THE SENATE

S.B. NO.

1232

TWENTY-NINTH LEGISLATURE, 2017

 

STATE OF HAWAII

 

 

 

 

 

 

A BILL FOR AN ACT

 

 

RELATING TO PUBLIC LANDS.

 

 

BE IT ENACTED BY THE LEGISLATURE OF THE STATE OF HAWAII:

 


SECTION 1. The legislature has authorized the board of land and natural resources to dispose of public lands, as defined in section 171-13, Hawaii Revised Statutes, subject to restrictions and procedures contained in chapter 171, Hawaii Revised Statutes. These restrictions and procedures ensure that any land lease, lease extension, consent to sublease, or other disposition of public land occurs only after the public is given notice and the opportunity to testify at an open meeting of the board of land and natural resources.
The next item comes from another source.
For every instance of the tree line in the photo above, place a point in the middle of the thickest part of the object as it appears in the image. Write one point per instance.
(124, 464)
Under the existing law, these procedures do not include contested case hearings under chapter 91, Hawaii Revised Statutes. Sharma v. State, 66 Haw. 632, 673 P.2d 1030 (1983). However, recent proceedings before the board of land and natural resources have challenged this legal principle. Accordingly, legislation is warranted to clarify the legislature's intent that land leases, lease extensions, consents to subleases, and any other dispositions of public land are not subject to contested case hearings.

A contested case hearing is a type of trial proceeding where the rights of specific parties are adjudicated. It can take a year or more to conduct. In contrast, a decision to lease public lands does not adjudicate the rights of specific parties. However, if a person has a claim to specific rights in a parcel of state land under a proposed lease, the existing law protects those rights in a number of ways without a contested case hearing:

(1) The person has the right to testify in person or in writing before the board of land and natural resources at a public meeting prior to the approval of any such lease or other disposition, and if the board of land and natural resources finds these claims to be valid, it has the authority to incorporate provisions to accommodate the person's claims.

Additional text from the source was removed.